De vuelta a los gatos, quienes convivimos con éstos difícilmente diremos que los tenemos o los tuvimos porque nos sabemos no-dueños de ellos. Disfrutamos cuando deciden echarse a nuestro lado, subirse al teclado del ordenador, erigirse como esfinges enfrente de la pantalla de la televisión. Los extrañamos cuando dejan de ronronear y se van por ahí a buscar más y mejores diversiones que nuestros mimos; cuando se escapan por días y noches y semanas de casa. Aceptamos la realidad cuando nos demuestran, al cazar ratones o pájaros, que eso de que les demos de comer les parece bien, pero que el hecho de que proveamos es, en última instancia, una opción que nosotros tomamos, que ellos solos pueden hacerse cargo de sí mismos. De vuelta a los humanos, a éstos, los autoritarios y faltos de amor, lo anterior les jode la autoestima, ya que el gato se encarga de restregarles en la cara su inherente futilidad como habitantes del planeta –por muy humanos que sean ni siquiera son necesarios para salvar al gato de la inanición–. ¿Qué gozo encierra que el otro permanezca contigo a causa de una orden a través de tu garganta emanada? ¿Qué acaso no es mejor saber sin cortapisas, ni peros, ni nada, que ese otro yace junto a nosotros porque así lo desea, y que ese deseo no acarrea atisbo alguno de duda?

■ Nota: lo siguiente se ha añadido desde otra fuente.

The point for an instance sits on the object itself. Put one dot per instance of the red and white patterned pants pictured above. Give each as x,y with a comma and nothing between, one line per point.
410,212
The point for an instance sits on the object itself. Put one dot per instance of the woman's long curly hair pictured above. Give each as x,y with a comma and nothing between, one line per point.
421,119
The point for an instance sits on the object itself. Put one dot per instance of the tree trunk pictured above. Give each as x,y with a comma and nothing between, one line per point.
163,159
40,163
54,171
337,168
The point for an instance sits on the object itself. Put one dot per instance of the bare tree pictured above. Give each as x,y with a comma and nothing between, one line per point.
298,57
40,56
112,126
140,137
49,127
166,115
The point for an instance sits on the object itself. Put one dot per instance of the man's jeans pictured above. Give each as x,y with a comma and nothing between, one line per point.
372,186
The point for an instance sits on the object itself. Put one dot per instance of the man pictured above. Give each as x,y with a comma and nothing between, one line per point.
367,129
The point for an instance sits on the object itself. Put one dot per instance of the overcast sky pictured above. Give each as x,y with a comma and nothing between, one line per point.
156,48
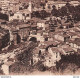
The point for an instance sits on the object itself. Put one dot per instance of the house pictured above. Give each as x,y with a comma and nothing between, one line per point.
66,49
53,56
74,3
6,67
21,15
62,36
4,38
58,4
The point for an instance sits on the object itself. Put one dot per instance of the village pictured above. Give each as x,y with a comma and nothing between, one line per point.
35,32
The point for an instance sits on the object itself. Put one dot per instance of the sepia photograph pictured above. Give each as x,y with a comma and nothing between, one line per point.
39,37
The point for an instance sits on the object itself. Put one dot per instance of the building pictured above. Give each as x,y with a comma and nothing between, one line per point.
54,55
4,38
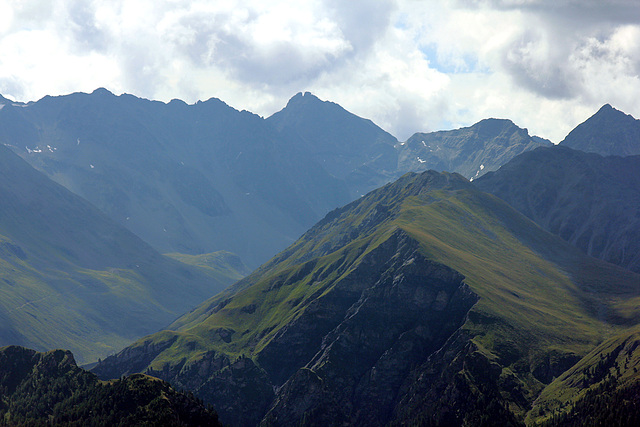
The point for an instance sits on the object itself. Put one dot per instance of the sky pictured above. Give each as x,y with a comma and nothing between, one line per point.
408,65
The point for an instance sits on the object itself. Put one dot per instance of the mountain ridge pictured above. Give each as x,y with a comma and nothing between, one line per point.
609,132
72,277
313,322
589,200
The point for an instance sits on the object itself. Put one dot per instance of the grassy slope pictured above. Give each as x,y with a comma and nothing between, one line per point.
69,276
616,360
221,265
530,304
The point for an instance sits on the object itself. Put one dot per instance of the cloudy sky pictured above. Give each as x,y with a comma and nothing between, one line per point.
409,65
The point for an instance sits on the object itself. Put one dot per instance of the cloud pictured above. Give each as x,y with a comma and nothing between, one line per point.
409,65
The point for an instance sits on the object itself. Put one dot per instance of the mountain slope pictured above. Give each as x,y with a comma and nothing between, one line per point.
71,276
347,146
591,201
185,178
424,295
601,389
48,388
471,151
609,132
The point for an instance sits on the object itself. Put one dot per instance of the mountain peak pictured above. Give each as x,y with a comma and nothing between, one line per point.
609,132
302,98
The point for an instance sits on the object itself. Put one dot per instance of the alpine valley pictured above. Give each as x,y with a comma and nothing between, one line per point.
478,276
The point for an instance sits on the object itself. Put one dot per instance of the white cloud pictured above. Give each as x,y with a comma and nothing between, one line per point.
409,65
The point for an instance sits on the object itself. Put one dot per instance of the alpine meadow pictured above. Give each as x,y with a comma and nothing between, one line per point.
426,214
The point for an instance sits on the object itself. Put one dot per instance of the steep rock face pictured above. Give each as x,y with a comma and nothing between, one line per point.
73,277
347,146
590,201
457,386
366,319
361,339
609,132
471,151
185,178
403,315
49,389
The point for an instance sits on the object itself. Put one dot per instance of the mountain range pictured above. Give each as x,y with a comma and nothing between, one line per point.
416,298
201,178
49,389
591,201
72,277
424,300
471,151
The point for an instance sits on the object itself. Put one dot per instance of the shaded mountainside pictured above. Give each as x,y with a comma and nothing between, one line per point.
70,276
347,146
609,132
601,389
590,201
426,301
201,178
185,178
48,388
471,151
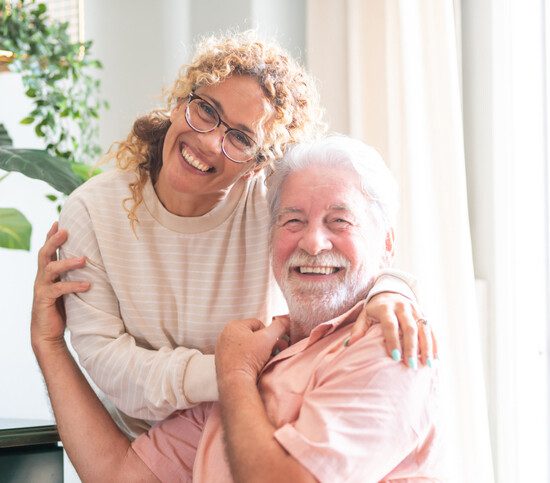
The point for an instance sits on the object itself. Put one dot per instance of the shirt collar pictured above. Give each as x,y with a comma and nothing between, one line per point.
322,330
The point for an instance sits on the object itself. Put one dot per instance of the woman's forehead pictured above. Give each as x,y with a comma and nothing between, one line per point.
240,101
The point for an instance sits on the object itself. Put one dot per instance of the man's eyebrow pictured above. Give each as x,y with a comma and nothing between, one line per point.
339,207
289,210
219,108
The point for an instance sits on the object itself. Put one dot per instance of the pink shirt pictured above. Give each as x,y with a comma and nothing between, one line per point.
346,413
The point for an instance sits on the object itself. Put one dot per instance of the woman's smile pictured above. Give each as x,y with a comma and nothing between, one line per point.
195,173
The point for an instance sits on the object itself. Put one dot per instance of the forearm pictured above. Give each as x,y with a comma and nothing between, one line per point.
253,452
96,447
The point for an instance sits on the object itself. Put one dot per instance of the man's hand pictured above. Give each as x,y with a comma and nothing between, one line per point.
245,346
48,316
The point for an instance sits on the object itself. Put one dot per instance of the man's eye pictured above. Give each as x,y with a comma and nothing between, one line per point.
341,222
293,223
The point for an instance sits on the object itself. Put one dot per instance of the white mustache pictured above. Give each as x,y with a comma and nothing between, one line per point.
326,259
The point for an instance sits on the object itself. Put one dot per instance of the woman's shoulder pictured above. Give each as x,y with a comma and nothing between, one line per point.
104,186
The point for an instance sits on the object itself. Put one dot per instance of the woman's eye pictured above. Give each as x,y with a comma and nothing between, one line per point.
208,110
243,139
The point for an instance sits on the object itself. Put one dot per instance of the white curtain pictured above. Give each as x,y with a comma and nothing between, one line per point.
390,74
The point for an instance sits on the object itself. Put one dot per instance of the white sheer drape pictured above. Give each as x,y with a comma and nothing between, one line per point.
389,74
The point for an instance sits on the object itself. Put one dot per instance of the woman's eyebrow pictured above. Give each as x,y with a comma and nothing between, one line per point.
219,108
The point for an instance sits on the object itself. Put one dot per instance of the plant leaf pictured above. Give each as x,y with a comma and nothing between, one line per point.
38,164
84,171
5,139
15,230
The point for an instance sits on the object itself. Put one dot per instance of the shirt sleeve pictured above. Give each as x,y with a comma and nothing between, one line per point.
143,383
395,281
365,415
169,448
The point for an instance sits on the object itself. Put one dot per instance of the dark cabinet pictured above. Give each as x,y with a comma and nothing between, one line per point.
29,452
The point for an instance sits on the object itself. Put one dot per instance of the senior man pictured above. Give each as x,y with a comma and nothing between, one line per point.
319,409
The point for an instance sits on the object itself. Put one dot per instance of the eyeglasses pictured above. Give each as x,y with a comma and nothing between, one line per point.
203,117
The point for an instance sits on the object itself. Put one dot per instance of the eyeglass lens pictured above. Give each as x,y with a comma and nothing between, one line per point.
204,118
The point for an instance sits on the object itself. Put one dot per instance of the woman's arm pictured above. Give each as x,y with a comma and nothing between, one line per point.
392,302
97,448
142,383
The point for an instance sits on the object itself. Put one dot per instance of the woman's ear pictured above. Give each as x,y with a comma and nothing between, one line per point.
252,171
175,111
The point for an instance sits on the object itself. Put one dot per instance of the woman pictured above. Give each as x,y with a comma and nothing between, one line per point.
174,242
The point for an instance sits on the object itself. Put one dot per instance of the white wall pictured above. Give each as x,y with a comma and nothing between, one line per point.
141,43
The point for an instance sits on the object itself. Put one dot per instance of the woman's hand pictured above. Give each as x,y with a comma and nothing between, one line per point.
397,314
48,313
245,346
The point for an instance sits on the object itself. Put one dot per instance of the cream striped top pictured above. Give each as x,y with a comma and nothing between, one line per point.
146,330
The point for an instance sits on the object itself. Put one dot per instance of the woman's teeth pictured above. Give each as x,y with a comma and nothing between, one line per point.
320,270
194,161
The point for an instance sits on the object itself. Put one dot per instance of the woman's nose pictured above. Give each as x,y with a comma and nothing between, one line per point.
315,239
211,142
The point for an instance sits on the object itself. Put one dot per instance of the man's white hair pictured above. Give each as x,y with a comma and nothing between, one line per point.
342,152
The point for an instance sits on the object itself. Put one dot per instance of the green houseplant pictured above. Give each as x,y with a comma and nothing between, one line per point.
57,75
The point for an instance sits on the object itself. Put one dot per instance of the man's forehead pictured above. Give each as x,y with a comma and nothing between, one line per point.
327,207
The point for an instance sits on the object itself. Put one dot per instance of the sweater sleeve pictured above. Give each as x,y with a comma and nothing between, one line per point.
141,382
395,281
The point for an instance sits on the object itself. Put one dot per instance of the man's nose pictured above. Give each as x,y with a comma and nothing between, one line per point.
315,239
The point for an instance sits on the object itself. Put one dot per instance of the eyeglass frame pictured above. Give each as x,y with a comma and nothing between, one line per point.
192,96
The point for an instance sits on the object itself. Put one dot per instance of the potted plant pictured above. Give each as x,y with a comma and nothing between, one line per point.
57,75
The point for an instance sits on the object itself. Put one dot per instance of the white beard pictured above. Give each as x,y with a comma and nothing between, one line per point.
312,303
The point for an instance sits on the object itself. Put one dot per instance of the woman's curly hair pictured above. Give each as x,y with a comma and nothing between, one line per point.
291,93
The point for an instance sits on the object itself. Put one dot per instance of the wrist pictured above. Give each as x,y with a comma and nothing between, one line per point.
229,381
44,348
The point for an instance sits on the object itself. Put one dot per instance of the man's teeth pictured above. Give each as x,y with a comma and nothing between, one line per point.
320,270
194,161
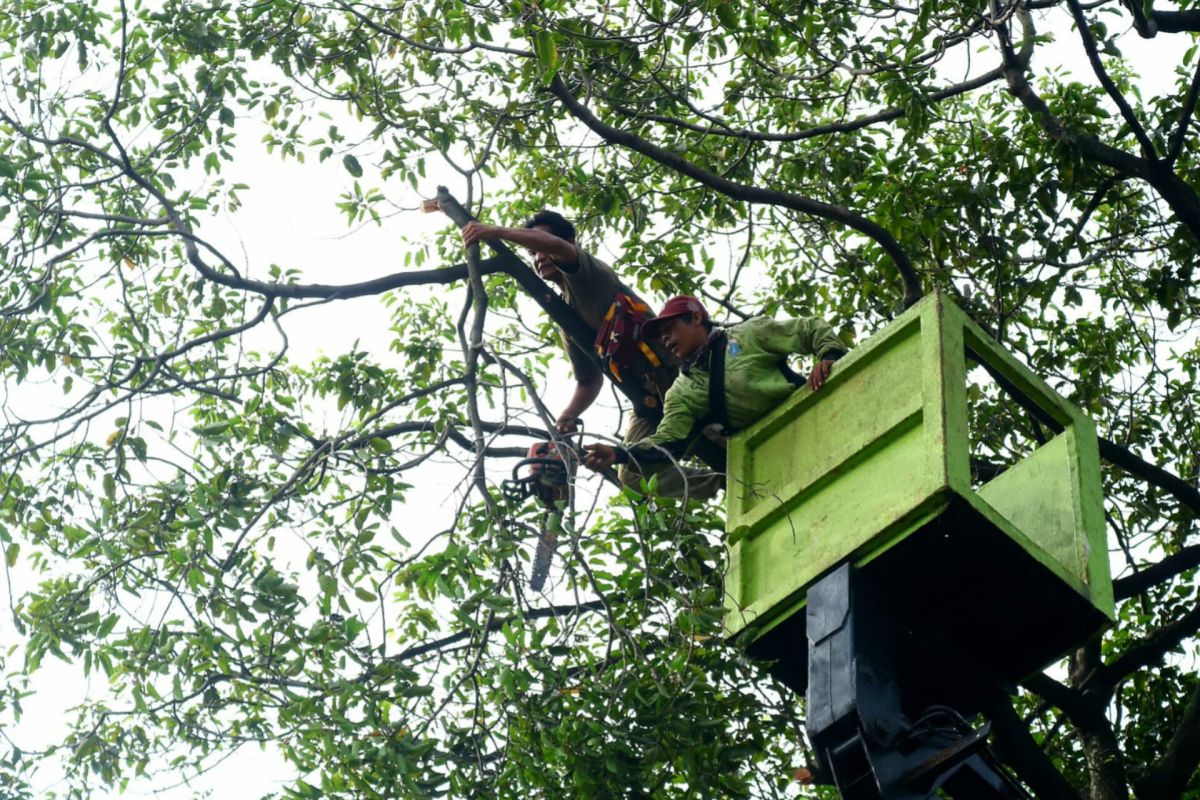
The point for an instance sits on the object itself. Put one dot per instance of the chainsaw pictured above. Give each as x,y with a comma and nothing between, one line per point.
549,469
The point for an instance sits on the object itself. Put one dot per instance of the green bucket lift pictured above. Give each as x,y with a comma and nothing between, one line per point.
981,585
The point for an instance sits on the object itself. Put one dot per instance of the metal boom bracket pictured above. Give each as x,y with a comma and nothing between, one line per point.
864,743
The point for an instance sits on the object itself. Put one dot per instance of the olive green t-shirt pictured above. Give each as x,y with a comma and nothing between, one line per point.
589,288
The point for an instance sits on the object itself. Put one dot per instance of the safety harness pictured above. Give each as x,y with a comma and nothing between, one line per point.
718,410
619,338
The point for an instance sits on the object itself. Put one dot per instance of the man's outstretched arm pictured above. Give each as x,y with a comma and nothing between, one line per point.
538,241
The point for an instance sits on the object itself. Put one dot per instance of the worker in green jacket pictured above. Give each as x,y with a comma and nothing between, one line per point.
589,287
756,377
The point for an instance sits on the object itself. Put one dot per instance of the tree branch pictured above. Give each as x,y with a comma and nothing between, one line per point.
1150,651
1177,193
912,287
1181,131
1152,474
1170,566
1170,775
1093,56
1019,750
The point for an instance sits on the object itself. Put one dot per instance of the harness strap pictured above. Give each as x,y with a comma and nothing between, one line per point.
717,407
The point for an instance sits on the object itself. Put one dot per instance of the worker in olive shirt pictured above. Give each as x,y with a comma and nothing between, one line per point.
755,382
589,287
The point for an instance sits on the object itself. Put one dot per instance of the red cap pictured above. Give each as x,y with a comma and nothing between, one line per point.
675,307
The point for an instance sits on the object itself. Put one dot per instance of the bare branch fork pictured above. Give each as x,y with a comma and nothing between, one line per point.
910,278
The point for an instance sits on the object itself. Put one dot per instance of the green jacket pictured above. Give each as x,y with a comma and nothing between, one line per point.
754,383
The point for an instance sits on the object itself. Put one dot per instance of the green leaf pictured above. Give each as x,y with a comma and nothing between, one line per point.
727,14
546,50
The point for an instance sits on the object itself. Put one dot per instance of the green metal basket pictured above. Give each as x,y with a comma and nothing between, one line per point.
875,469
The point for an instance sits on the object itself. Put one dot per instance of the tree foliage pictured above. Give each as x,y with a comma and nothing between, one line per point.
231,570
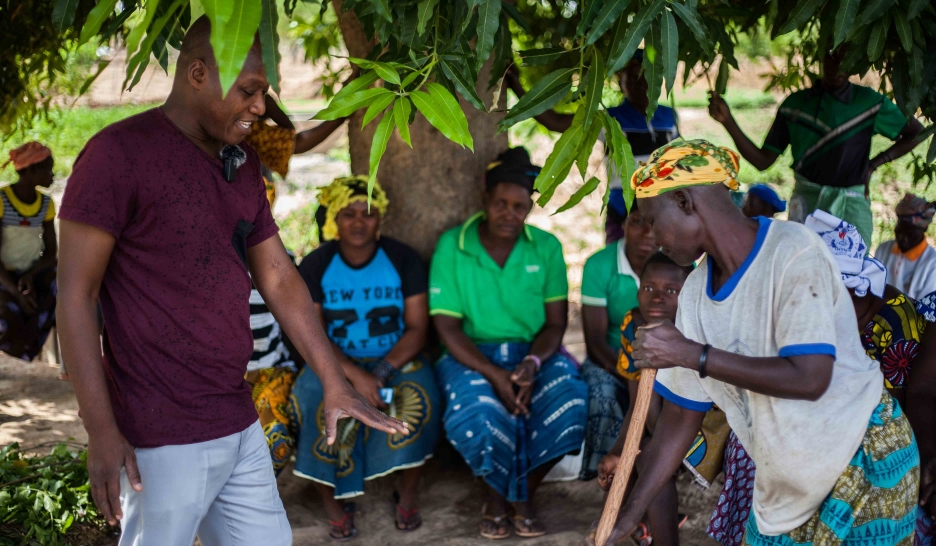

Otros, sabemos que con un gato o una gatita podemos llegar a amarnos con pasión y con locura: cuando a los dos nos da la gana;  que el bichito o la bichita está con nosotros  porque así lo quiso, no por seguir nuestros caprichos; que al cielo se entra cuando el o la pequeña felina te muestra su entera confianza y te permite acariciarle esos maravillosos pelitos que le crecen en la panza.

¡Que dios nos guarde de científicos y periodistas que hablan de gatos! Amén.